Ahead of the Wythenshawe and Sale East by-election next Thursday (triggered by the death of Labour MP Paul Goggins), some in Westminster have been excitedly speculating that UKIP could win its first Westminster seat. Toby Young, for instance, recently wrote:
It will be enormously helpful if Ukip wins the forthcoming by-election in the constituency of Wythenshawe and Sale East. That is not as far-fetched as you might think, as Mike Smithson points out in this post for PoliticalBetting.com. Since 2011, Ukip have come second in five by-elections – Eastleigh, South Shields, Barnsley Central, Rotherham and Middlesbrough – and the party did well in local elections in Wythenshawe and Sale East in 2012. Last night, Lord Ashcroft tweeted that betting on the outcome of the by-election had been temporarily suspended, suggesting that the bookies were busy recalculating the odds of a Ukip victory after several large bets had been placed on precisely that outcome.
But judging by the poll just published by the prolific Lord Ashcroft, they’ll be weighing the Labour vote next week, not counting it. The survey of 1,009 voters (conducted between 3 and 5 February) puts the party in first place on 61 per cent, up 17 points since the general election and 46 points ahead of UKIP.
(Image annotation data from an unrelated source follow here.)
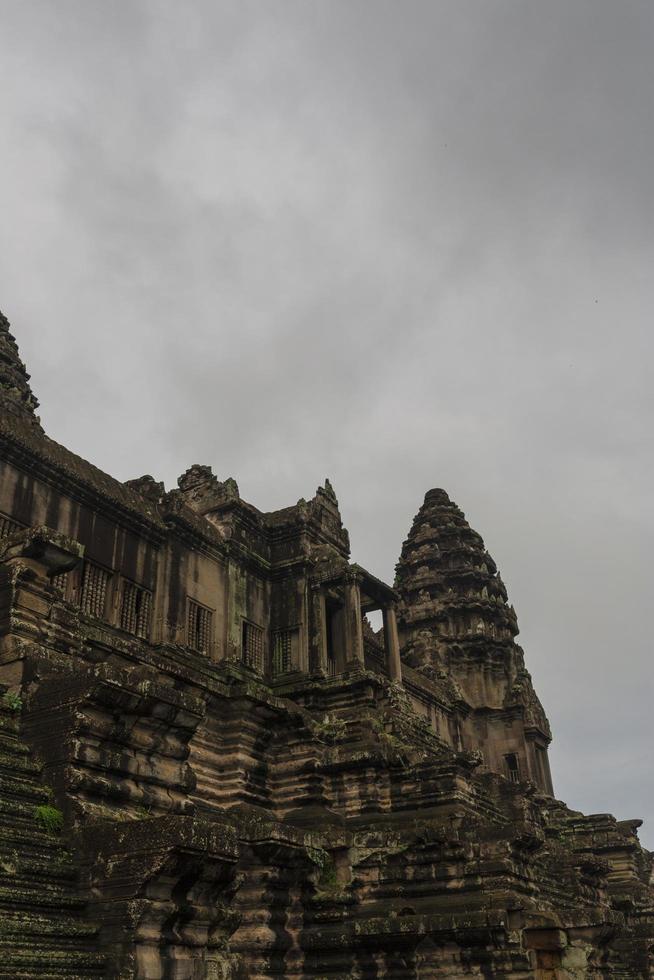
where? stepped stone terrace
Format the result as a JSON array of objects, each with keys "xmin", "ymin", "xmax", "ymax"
[{"xmin": 0, "ymin": 317, "xmax": 654, "ymax": 980}]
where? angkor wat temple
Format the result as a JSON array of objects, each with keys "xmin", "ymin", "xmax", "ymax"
[{"xmin": 0, "ymin": 308, "xmax": 654, "ymax": 980}]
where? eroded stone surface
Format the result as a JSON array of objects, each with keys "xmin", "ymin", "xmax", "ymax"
[{"xmin": 0, "ymin": 310, "xmax": 654, "ymax": 980}]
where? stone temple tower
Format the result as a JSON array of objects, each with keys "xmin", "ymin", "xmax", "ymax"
[
  {"xmin": 0, "ymin": 315, "xmax": 654, "ymax": 980},
  {"xmin": 395, "ymin": 489, "xmax": 552, "ymax": 793}
]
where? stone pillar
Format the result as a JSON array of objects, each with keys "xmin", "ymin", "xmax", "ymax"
[
  {"xmin": 310, "ymin": 586, "xmax": 327, "ymax": 674},
  {"xmin": 344, "ymin": 575, "xmax": 365, "ymax": 667},
  {"xmin": 382, "ymin": 603, "xmax": 402, "ymax": 684}
]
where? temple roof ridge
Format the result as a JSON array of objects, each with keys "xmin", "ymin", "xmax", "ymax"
[{"xmin": 0, "ymin": 312, "xmax": 41, "ymax": 428}]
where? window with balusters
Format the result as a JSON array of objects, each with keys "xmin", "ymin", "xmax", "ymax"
[
  {"xmin": 80, "ymin": 559, "xmax": 111, "ymax": 619},
  {"xmin": 120, "ymin": 581, "xmax": 152, "ymax": 640},
  {"xmin": 242, "ymin": 619, "xmax": 265, "ymax": 674},
  {"xmin": 186, "ymin": 599, "xmax": 213, "ymax": 653},
  {"xmin": 272, "ymin": 629, "xmax": 298, "ymax": 677}
]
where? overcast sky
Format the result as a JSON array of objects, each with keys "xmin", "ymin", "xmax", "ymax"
[{"xmin": 0, "ymin": 0, "xmax": 654, "ymax": 847}]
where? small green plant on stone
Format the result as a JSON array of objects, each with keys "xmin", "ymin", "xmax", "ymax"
[
  {"xmin": 34, "ymin": 803, "xmax": 64, "ymax": 834},
  {"xmin": 313, "ymin": 715, "xmax": 347, "ymax": 742},
  {"xmin": 2, "ymin": 691, "xmax": 23, "ymax": 711}
]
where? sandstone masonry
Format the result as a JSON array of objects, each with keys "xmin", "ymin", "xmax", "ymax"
[{"xmin": 0, "ymin": 315, "xmax": 654, "ymax": 980}]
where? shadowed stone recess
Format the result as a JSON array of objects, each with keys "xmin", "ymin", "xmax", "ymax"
[{"xmin": 0, "ymin": 310, "xmax": 654, "ymax": 980}]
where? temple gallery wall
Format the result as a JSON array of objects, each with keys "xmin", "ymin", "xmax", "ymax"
[{"xmin": 0, "ymin": 315, "xmax": 654, "ymax": 980}]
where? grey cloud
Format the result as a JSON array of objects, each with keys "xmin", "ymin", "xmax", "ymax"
[{"xmin": 0, "ymin": 0, "xmax": 654, "ymax": 846}]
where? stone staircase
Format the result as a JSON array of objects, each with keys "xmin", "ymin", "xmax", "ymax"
[{"xmin": 0, "ymin": 686, "xmax": 104, "ymax": 980}]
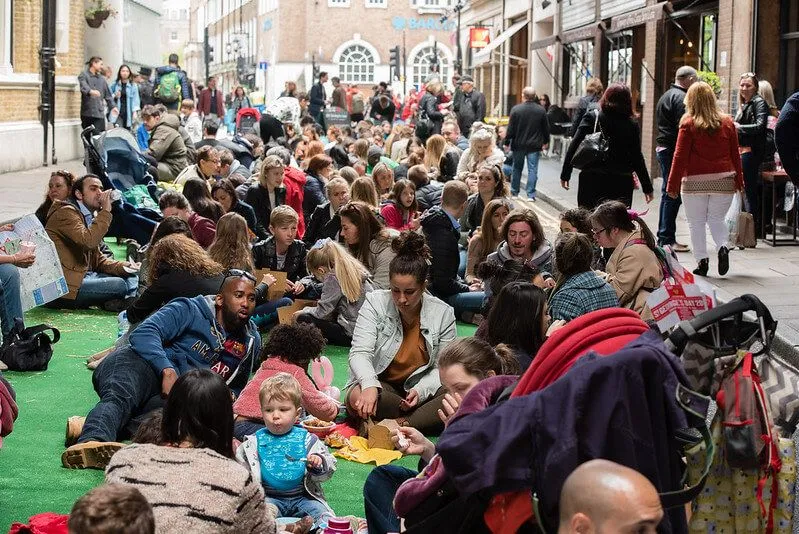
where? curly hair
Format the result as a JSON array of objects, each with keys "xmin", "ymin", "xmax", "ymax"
[
  {"xmin": 208, "ymin": 212, "xmax": 255, "ymax": 272},
  {"xmin": 261, "ymin": 323, "xmax": 325, "ymax": 371},
  {"xmin": 147, "ymin": 234, "xmax": 225, "ymax": 284}
]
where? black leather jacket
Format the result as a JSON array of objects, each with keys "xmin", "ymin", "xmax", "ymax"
[
  {"xmin": 735, "ymin": 95, "xmax": 769, "ymax": 156},
  {"xmin": 657, "ymin": 84, "xmax": 687, "ymax": 150}
]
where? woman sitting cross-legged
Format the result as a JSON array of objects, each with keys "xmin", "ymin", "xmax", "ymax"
[
  {"xmin": 363, "ymin": 337, "xmax": 519, "ymax": 534},
  {"xmin": 346, "ymin": 232, "xmax": 456, "ymax": 434},
  {"xmin": 233, "ymin": 324, "xmax": 338, "ymax": 440},
  {"xmin": 294, "ymin": 239, "xmax": 372, "ymax": 347},
  {"xmin": 105, "ymin": 369, "xmax": 276, "ymax": 534},
  {"xmin": 549, "ymin": 232, "xmax": 619, "ymax": 321}
]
Farage’s party has more than quadrupled its vote share since 2010, leapfrogging the Tories and the Lib Dems (who will struggle to keep their deposit) in the process, but so fast has its rise been that this is no longer considered surprising. After finishing second in five by-elections since 2011, the bar is now set much higher.
Ashcroft rightly notes that “A lot can change in a week – especially the last week of a by-election campaign – and any poll is a snapshot not a forecast”. But it’s now clear that Wythenshawe isn’t going to provide UKIP with the parliamentary breakthrough it craves.